In conclusion, the expectation for the sustainability of a health service is that the local system that produces health (inclusive of policy makers, programme implementers and service providers, and community members) is robust and resilient enough to maintain health coverage and outcome gains while adapting to changing conditions. Embarking on a process to plan for the sustainability of iCCM services optimizes investments in the programme by ensuring that life-saving curative services will continue to be available to children in hard-to-reach areas when funding and other conditions change. Areas where work remains to increase the likelihood of iCCM programme sustainability included political leadership; supply chain management; human resource capacity, supervision and retention; data management; and, community engagement. Future investments in iCCM programmes should assist country teams to address these issues.

Additional material
Acknowledgements

We thank the following individuals for their review of, and contributions to, previous drafts of this manuscript: Dr Francisco Mbofana, Ministério da Saúde, Mozambique; Grace Nganga, formerly of World Vision, Niamey, Niger; Dr Andrew L. Mbewe, WHO, Abuja, Nigeria; and, Dr Elvina Orji, Abia State Primary Health Care Development Agency, Abia State, Nigeria.

Notes

[1] Funding: Funding from Global Affairs Canada.

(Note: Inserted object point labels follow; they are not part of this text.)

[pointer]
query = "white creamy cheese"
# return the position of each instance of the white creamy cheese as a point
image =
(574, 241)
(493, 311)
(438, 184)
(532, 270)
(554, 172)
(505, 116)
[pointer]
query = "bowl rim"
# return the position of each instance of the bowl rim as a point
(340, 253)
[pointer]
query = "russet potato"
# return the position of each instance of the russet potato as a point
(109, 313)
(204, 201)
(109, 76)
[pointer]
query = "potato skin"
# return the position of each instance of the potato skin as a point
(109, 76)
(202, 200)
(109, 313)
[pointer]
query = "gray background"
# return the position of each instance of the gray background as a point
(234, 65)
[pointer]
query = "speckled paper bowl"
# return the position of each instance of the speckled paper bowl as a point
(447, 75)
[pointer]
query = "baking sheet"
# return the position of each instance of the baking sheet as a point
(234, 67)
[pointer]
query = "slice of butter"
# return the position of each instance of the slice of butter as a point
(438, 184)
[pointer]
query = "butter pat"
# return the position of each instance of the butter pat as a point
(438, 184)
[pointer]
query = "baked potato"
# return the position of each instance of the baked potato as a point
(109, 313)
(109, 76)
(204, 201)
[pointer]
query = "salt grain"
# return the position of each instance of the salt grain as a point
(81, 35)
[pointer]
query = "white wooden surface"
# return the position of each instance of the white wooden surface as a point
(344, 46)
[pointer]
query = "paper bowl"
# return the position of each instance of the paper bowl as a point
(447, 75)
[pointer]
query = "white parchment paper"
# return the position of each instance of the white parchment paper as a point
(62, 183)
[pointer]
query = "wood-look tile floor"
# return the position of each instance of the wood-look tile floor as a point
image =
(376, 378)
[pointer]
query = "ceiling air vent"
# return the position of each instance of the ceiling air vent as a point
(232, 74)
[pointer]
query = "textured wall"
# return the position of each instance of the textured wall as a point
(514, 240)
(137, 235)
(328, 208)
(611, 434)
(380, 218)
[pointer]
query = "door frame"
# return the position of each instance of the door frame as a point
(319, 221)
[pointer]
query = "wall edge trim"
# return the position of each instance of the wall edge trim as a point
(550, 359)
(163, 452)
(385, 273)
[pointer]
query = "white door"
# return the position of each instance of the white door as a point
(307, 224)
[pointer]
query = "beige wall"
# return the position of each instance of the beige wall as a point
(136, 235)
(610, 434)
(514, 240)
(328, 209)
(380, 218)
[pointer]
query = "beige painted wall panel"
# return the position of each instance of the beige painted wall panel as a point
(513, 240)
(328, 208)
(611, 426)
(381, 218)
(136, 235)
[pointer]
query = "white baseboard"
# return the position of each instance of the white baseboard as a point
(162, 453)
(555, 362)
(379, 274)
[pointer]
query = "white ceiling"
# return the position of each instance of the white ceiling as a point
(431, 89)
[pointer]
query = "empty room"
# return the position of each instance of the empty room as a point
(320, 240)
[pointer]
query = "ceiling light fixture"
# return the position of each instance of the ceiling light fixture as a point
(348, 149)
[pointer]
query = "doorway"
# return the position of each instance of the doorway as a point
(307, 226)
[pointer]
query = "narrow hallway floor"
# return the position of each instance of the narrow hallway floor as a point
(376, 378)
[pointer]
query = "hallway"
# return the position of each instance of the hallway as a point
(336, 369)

[2] Authorship contributions: JY, LMD, and RH drafted the manuscript. All other authors provided inputs relevant to their areas of expertise.

[3] Competing interests: To the best of our knowledge, no authors have competing interests in relation to this article. We have tried to reach all authors, but some live and work in remote areas and were unable to respond by the time of the publication of this article. All other authors completed the ICMJE COI form (available upon request from the corresponding author), and declare no conflict of interest.